Re: [PATCH] Add builtin dump command, to query a repository using a pipe.

Junio C Hamano <gitster@xxxxxxxxx> · Sat, 26 Jan 2008 01:35:44 -0800

Han-Wen Nienhuys <hanwen@xxxxxxxxx> writes:

> This command prints either contents or metadata on stdout for SHA1s or
> symbolic object names supplied to its stdin, so you can extract many
> pieces of data of the repository using a single subprocess.
>
> Documentation will follow once the code is approved.

I will comment on this part at the end.

> +typedef unsigned char sha1_t[20];

Hmph.  We do not seem to do typedefs like this elsewhere.  Would
it be worth doing so everywhere?  I generally stay away from a
new type that is "an array of some type".

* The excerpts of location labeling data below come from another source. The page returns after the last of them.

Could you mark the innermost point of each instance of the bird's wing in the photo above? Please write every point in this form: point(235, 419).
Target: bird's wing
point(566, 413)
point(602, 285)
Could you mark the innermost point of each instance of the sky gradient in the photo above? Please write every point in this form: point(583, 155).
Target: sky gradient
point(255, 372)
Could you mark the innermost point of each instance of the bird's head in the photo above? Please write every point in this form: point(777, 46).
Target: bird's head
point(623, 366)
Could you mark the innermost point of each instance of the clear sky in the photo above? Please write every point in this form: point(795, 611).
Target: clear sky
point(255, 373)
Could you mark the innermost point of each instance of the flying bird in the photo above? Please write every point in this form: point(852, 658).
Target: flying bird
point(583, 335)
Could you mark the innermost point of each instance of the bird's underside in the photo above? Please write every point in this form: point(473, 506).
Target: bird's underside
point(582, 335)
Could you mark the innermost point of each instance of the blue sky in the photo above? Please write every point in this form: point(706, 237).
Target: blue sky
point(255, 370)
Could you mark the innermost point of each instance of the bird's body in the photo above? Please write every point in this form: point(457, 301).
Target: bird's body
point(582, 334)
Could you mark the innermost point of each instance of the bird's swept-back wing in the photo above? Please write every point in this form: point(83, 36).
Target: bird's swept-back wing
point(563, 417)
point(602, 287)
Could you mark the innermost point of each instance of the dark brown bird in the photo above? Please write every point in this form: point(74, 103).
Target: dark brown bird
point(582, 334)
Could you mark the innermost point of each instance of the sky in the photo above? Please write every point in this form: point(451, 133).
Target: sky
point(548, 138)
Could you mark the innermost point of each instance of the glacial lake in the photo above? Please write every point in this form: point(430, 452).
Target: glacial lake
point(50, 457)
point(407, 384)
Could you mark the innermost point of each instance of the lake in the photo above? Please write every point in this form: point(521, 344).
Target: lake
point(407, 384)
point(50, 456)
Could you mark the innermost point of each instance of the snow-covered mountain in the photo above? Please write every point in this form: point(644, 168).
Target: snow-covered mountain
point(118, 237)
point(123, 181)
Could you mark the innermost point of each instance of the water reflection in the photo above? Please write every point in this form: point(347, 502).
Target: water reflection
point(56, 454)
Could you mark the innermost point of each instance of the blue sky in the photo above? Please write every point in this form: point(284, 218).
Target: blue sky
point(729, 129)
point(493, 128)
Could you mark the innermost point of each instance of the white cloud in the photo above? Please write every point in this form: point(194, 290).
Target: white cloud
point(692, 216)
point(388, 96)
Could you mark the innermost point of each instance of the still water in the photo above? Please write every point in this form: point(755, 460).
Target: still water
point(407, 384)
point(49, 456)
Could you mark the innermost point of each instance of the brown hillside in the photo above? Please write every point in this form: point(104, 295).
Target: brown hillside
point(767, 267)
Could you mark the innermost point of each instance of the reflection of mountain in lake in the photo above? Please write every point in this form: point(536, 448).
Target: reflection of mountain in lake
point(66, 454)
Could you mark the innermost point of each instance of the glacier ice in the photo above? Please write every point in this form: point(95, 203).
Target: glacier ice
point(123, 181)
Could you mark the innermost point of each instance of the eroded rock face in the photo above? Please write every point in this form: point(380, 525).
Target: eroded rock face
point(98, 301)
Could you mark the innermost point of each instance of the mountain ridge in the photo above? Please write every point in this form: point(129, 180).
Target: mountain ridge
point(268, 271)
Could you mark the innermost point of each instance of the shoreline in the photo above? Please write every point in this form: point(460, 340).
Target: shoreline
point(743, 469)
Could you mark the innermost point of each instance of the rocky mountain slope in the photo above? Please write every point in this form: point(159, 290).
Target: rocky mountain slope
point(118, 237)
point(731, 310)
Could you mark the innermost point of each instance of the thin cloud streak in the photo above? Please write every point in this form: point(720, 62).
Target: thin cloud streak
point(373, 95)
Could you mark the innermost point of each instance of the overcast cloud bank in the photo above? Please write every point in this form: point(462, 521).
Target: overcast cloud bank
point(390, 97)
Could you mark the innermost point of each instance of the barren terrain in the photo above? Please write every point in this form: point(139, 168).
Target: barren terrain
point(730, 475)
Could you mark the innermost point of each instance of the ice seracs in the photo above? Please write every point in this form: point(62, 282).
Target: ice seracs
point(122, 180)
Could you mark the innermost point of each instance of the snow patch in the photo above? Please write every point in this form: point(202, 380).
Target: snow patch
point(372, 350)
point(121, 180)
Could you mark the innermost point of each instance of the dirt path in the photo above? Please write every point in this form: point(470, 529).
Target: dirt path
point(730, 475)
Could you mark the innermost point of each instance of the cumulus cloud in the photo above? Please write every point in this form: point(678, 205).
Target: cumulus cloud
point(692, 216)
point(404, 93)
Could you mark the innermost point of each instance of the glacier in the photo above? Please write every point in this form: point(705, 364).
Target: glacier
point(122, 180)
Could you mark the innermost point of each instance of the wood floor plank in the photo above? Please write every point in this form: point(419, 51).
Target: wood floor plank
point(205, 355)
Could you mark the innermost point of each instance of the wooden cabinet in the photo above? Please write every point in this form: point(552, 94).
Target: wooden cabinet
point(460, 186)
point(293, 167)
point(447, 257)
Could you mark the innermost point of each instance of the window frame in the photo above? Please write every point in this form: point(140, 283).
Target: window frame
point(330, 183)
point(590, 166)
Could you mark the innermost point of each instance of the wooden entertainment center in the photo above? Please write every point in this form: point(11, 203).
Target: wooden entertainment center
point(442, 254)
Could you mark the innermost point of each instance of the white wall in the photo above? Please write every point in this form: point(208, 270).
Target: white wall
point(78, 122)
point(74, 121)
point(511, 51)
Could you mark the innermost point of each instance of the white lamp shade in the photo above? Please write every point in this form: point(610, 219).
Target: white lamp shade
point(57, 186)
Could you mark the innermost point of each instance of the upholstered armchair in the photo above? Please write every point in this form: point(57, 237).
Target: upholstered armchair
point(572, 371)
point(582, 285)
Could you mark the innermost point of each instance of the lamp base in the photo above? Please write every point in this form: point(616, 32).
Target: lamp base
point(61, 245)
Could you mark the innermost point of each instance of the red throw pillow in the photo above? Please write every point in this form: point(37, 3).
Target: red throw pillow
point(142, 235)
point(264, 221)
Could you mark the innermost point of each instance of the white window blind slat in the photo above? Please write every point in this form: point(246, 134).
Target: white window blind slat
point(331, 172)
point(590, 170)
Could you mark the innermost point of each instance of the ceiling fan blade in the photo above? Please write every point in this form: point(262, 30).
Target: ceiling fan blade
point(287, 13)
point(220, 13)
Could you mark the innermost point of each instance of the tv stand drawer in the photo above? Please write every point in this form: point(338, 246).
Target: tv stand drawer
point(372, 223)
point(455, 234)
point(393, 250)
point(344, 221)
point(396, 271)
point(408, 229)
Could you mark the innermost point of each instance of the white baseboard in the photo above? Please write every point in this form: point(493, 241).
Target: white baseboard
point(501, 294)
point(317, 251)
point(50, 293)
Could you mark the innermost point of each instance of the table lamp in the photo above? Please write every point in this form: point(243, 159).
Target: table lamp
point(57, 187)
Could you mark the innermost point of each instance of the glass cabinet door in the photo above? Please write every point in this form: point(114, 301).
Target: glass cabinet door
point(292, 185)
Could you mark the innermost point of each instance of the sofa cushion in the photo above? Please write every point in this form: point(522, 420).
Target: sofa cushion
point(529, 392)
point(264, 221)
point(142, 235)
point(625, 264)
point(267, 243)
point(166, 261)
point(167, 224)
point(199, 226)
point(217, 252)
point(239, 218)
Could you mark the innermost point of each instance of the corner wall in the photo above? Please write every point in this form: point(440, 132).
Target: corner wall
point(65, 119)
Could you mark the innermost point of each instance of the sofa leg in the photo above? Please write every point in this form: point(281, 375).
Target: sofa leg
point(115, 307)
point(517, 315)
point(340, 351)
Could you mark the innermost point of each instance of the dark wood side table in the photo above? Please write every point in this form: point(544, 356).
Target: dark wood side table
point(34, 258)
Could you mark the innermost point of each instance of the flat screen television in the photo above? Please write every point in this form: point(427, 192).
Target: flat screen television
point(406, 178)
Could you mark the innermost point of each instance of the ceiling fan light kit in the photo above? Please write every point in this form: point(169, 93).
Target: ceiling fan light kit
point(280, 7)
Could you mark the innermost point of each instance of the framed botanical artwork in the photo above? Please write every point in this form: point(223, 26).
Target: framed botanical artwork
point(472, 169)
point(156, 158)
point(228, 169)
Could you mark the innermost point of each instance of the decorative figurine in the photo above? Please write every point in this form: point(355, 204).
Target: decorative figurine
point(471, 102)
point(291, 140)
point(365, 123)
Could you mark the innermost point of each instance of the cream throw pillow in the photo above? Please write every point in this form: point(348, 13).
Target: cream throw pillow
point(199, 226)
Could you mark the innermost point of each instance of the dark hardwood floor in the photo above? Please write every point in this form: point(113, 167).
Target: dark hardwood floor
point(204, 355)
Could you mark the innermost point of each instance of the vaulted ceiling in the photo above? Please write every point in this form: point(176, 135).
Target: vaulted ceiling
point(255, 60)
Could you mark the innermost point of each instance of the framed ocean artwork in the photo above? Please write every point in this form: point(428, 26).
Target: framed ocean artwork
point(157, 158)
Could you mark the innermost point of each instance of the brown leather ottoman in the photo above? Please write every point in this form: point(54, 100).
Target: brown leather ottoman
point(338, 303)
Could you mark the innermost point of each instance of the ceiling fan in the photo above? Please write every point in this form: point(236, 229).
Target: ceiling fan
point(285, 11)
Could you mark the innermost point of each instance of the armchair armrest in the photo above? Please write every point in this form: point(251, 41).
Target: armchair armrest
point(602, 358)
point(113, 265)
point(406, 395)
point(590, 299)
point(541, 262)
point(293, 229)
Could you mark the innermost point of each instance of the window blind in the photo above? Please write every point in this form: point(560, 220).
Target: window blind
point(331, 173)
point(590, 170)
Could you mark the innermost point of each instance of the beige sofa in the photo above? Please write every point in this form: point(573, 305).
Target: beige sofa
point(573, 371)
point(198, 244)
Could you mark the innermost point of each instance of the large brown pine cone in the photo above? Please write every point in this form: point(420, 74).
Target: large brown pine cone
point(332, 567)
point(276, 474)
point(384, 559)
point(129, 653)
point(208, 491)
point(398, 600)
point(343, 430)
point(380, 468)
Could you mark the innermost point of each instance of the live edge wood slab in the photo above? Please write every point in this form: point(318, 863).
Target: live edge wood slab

> +void print_metadata(struct strbuf command_buf) {

Style.  "{" at the beginning of a function goes to the beginning
of a line.

Are you sure you want to pass "struct strbuf" by value?  As you
do not use anything other than its .buf, you may instead want to
make the parameter "const char *" and have the caller do buf.buf
business.

> +	char *obj_name = strchr(command_buf.buf, ' ') + 1;

Wasts reader's time by making him wonder if this needs to check
for malformed command buffer.  The answer happens to be no only
because the caller does something stupid ;-)

	if (!prefixcmp(command_buf.buf, "metadata "))
		print_metadata(command_buf);

and the strchr is guaranteed to find that ' ' after metadata.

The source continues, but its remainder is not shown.